Signalment:  

7-year-old male Fulvous whistling duck (Dendrocygna bicolor) Marked caudal coelomic distension with a very firm mass was noted. Otherwise, the duck showed no clinical signs. A CBC revealed a heterophilic (13,710/ul) leukocytosis (21,240/ul), and on serum chemistry analysis there was marked hypoalbuminemia (0.2 g/dl) and mildly increased uric acid (10.4 mg/dl). Radiographs confirmed a large soft tissue density extending from the mid- to caudal coelomic cavity and displacing the intestines caudally. The duck was euthanized.


Gross Description:  

A 7-year-old male fulvous whistling duck was presented in fair nutritional condition with marked firm distension of the caudal coelomic cavity due to a massively and diffusely enlarged liver (21% of body weight). The capsular surface of the liver was rough, slightly irregular, and tan with several indistinct irregular white foci, predominantly on the right lobe (Fig. 3-1). On cut section, these foci corresponded to firm, coalescing 0.2 to 1 cm diameter nodules with thick white capsules around brown caseous centers which replaced approximately 95% of the parenchyma of the right lobe and were scattered in small numbers throughout the left lobe (Fig. 3-2). The remaining hepatic parenchyma was pale tan, firm and waxy. Additional very firm, multinodular, pink and tan mottled masses composed of encapsulated caseous material were present in the fascia of cervical area, dorsal to the syrinx, and attached to the serosa of several loops of intestine. The spleen and kidneys were also markedly enlarged.
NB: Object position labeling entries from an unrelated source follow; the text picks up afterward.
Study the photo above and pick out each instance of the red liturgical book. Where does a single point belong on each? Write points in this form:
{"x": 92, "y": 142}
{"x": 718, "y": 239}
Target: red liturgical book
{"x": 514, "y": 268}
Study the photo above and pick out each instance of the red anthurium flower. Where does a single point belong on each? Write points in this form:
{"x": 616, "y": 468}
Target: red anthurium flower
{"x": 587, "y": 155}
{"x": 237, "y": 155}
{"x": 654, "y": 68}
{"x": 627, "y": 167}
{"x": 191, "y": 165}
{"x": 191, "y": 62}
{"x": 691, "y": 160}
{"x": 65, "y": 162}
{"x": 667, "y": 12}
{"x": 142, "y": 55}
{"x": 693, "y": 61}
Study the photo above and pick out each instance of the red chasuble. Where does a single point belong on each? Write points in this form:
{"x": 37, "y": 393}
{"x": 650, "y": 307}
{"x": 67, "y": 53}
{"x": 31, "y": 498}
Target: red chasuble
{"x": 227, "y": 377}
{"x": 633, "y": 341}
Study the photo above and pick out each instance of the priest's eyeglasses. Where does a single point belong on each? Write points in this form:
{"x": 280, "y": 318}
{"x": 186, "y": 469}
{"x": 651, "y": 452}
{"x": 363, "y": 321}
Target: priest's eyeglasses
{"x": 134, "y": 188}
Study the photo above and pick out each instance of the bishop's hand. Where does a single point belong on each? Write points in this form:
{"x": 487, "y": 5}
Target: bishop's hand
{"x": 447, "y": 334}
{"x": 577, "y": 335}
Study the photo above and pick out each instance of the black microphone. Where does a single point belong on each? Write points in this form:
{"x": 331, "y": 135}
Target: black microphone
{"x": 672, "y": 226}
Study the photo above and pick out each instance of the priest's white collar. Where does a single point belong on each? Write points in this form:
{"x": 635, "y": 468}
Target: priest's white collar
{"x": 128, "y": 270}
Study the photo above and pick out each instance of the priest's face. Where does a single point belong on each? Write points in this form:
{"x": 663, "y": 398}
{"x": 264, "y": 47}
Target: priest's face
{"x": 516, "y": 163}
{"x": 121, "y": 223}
Histopathologic Description:

In two sections of liver examined, the parenchyma is moderately to severely disrupted and replaced by abundant amorphous pale eosinophilic extracellular hyaline material (consistent with amyloid) and multifocal to coalescing granulomas (Fig. 3-3). Deposition of the hyaline material variably expands the space of Disse and vessel walls, separating and disrupting cords of shrunken (atrophic) hepatocytes and occluding sinusoids. In other areas, coalescing sheets of hyaline material replace large areas of the parenchyma, with only small islands of hepatocytes and hyperplastic bile ducts remaining(Figs. 3-4, 3-5). Hyaline material is also frequently present within Kupffer cells and the numerous multinucleated giant cells. The granulomas consist of a dense core of amorphous and cellular hypereosinophilic debris mixed with large numbers of wispy, amphophilic bacterial colonies surrounded by a thick rim of multinucleated giant cells and numerous fibroblasts, lymphocytes and plasma cells with fewer heterophils.


Morphologic Diagnosis:  


Liver: Severe multifocal to coalescing granulomatous hepatitis with intralesional acid-fast rod bacteria (Fig. 3-6) (Mycobacterium avium complex)
Liver: Severe amyloidosis


Lab Results:  

With Congo red staining, the suspected amyloid was diffusely dull brick red and had a variable apple green birefringence under polarized light. This staining was lost when tissues were pretreated with potassium permanganate (KMnO4). Electron microscopy confirmed that the deposits were extracellular and composed of long, haphazardly-arranged, non-branching fibrils that were on average 10 nm in diameter.

Both Ziehl-Neelsen and Fites stains showed very large numbers of thin, variable length, acid-fast rods admixed with the debris at the center of the granulomas and occasionally within the surrounding multinucleated giant cells. These bacteria were gram positive with a Brown & Brenn stain. Immunohistochemical staining for Bacillus Calmette-Guerin (BCG) showed abundant amorphous immunoreactive material within the granulomas. The organism was identified as Mycobacterium avium complex by HPLC at the National Jewish Medical Center.


Condition:  

Mycobacterium avium; amyloidosis


Contributor Comment:  

This duck had systemic amyloidosis secondary to a chronic disseminated mycobacterial infection. In both birds and mammals with this type of amyloidosis, the liver, spleen, and kidney are most consistently involved, with variable involvement of other organs.(1,5) In addition to the liver in this case, the spleen, kidneys (interstitium and glomeruli), and adrenal glands were severely affected, but amyloid was also present in the vessel walls/interstitium of the thyroid glands, parathyroid glands, testes, bone marrow, lungs, and heart. As was demonstrated in this case, the deposits begin in the space of Disse (liver), within vessel walls, and along basement membranes, eventually leading to disease through compression of adjacent tissue and/or restriction of blood flow.(1,5)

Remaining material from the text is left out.